UFC árido, um deserto de qualidades pelo qual nos arrastamos por horas a espera de um copo d’água, um oásis ao final, Edgar VS Maynard apareceram na linha do horizonte, mas apenas como miragem. Morrermos secos, com a cara na areia de um dos eventos mais chatos do ano. A luta principal de um card é mais do que a última, mais do que a mais importante, normalmente todo o planejamento, divulgações, casamento de combates e escolha de atletas orbita ao seu redor. A mudança de um main event tende a alterar todo o tom do evento e esse UFC 130 é um dos melhores exemplos de que da qualidade do matchmaking depende a falência ou sucesso de uma organização. Rampage e Hamill jamais poderiam estrelar um UFC atualmente, não os dois juntos pelo menos, mas se temos que isentar a organização de culpa já que os protagonistas originais se lesionaram é também verdade que não foi uma noite muito inspirada, nem por parte da maioria dos atletas nem por parte dos seus organizadores ao casar os combates. Um evento morno e econômico na emoção que me lembrou os tempos de quando a Zuffa acabara de adquirir os direitos de um UFC quase falido.
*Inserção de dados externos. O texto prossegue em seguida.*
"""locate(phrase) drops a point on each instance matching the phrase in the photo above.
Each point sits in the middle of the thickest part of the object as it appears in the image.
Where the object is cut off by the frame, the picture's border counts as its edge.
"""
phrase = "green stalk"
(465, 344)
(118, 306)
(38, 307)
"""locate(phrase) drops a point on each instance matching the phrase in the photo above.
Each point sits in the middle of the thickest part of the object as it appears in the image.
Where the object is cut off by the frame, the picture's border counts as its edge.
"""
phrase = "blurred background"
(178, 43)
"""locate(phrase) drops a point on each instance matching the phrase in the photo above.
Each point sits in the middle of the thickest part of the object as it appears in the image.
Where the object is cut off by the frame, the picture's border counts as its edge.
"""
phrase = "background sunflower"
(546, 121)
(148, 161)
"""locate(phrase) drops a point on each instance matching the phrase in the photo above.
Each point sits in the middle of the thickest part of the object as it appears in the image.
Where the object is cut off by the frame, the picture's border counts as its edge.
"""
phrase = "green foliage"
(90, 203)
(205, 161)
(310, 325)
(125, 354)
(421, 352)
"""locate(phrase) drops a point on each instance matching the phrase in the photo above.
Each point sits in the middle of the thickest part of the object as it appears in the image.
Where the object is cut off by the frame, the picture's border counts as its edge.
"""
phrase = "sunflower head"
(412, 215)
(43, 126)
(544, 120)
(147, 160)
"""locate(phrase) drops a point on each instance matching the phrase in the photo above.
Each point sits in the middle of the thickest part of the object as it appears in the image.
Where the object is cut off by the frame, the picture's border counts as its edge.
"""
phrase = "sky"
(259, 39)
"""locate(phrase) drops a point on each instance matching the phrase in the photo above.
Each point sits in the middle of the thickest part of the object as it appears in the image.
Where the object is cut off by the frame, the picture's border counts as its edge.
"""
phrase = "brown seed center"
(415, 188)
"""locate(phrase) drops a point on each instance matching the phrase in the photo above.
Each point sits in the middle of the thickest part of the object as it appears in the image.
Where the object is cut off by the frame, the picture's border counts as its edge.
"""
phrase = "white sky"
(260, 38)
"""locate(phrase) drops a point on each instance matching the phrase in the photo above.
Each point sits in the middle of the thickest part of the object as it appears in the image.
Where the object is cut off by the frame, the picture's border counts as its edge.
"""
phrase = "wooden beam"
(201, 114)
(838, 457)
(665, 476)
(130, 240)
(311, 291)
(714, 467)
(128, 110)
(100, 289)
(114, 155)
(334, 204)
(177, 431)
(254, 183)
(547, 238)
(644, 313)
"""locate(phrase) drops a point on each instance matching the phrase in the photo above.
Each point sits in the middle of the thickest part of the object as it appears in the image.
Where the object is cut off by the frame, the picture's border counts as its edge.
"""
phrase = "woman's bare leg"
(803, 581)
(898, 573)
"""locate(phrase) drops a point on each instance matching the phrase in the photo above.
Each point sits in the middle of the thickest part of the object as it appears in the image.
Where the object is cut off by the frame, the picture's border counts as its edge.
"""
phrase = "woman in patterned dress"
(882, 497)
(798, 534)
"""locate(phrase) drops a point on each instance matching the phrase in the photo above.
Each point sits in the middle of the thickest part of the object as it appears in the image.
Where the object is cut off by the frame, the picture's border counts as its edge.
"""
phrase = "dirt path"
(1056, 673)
Quinton Jackson VS Matt Hamill

A máquina midiática do UFC tem um poder de manipulação de realidades impressionante. Desde convencer a maioria dos fãs que Rampage estava acabado e em fim de carreira após ter aberto mão da luta contra Rashad para divulgar o filme Esquadrão Classe A, até massificar que Matt Hamill é um grande atleta postulante ao cinturão. Realidade é que Quinton Jackson só perdeu duas lutas desde que estreou no UFC, uma bem controversa para Griffin e uma bem equivalente com o ex campeão e nêmeses Evans, e venceu Dan Handerson, atual campeão do Strikeforce, Lyoto Machida, Chuck Liddell, ainda no auge, entre outros. Quando parecia que abandonaria a carreira de lutador para seguir a de ator, Dana White fez o que adora fazer, convencer a todos de que quem não luta do no UFC não presta. Hamill, que tem uma história de vida e superação incríveis e é de grande importância para o MMA como esporte de cunho social, não passa de um mediano. Um nocaute para Franklyn que estreava no meio pesado, um espancamento nas mãos de Jones, uma vitória apertada sobre o decadente Jardine e uma luta sem nenhuma inspiração contra seu ex mentor e fora de forma Tito Ortiz, o colocaram como candidato ao título.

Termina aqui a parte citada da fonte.